Chocolate Mint Brownies
- Charles Chen
- Nov 27, 2015
- 1 min read

INGREDIENTS: (For the Brownies)
30 pitted Medjool dates
2 tablespoons water
¼ cup raw cacao powder
2 cups almond meal (I used Trader Joe's brand)
½ teaspoon vanilla extract
For the Mint Topping
1 cup full-fat coconut milk, chilled (the cream part)
1 teaspoon matcha powder
1 tablespoon 100% pure maple syrup or coconut nectar or stevia
½ teaspoon peppermint extract
Optional Topping: ½ cup dairy-free chocolate chips, melted
INSTRUCTIONS:
For the Brownies
First, place 30 dates, 2 tablespoons of water, and vanilla in a food processor. Then, whirl on high until you've created a date paste. Add in cocoa powder and almond meal and whirl on high until you've created your "dough." Set Aside.

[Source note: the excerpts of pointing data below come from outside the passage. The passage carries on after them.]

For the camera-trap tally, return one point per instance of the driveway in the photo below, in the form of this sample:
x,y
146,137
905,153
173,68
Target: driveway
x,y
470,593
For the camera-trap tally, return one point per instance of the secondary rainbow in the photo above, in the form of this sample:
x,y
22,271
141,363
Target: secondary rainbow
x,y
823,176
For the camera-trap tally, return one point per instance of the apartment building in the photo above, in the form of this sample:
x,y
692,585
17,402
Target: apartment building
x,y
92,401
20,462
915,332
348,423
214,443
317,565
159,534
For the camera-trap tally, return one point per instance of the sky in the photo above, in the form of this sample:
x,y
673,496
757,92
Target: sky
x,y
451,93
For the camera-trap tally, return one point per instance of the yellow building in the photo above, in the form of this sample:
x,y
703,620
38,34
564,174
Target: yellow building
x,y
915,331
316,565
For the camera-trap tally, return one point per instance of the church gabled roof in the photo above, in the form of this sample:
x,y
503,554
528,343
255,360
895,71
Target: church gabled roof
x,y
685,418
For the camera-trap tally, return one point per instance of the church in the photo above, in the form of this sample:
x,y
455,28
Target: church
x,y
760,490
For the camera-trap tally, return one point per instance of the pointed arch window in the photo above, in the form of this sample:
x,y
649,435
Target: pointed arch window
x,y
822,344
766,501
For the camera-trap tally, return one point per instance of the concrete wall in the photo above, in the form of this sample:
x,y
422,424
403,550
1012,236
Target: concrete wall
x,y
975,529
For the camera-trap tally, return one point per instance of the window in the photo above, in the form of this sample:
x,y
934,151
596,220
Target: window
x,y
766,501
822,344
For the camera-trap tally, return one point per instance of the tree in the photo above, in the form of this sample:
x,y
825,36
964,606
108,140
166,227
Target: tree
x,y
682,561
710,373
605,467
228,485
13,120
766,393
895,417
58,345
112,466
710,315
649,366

Using a rolling pin, roll your dough out so that it's about a half and inch thick. You can also use a 9x9 pan and your fingers to press the dough into the pan. Set aside.
For the Mint Topping
Place all ingredients in a medium size bowl. Then, using a hand mixer, mix for about a minute until everything is thoroughly whipped together.
Using a spatula, spread frosting on top of brownie dough.
Place in freezer for about 20 minutes to let harden a bit. Then, slice into 16 squares.
Optional: Squeeze on a drizzle of melted dairy-free chocolate chips.
STORAGE: store these treats in an air-tight container in the refrigerator or freezer (or the coconut cream topping will soften).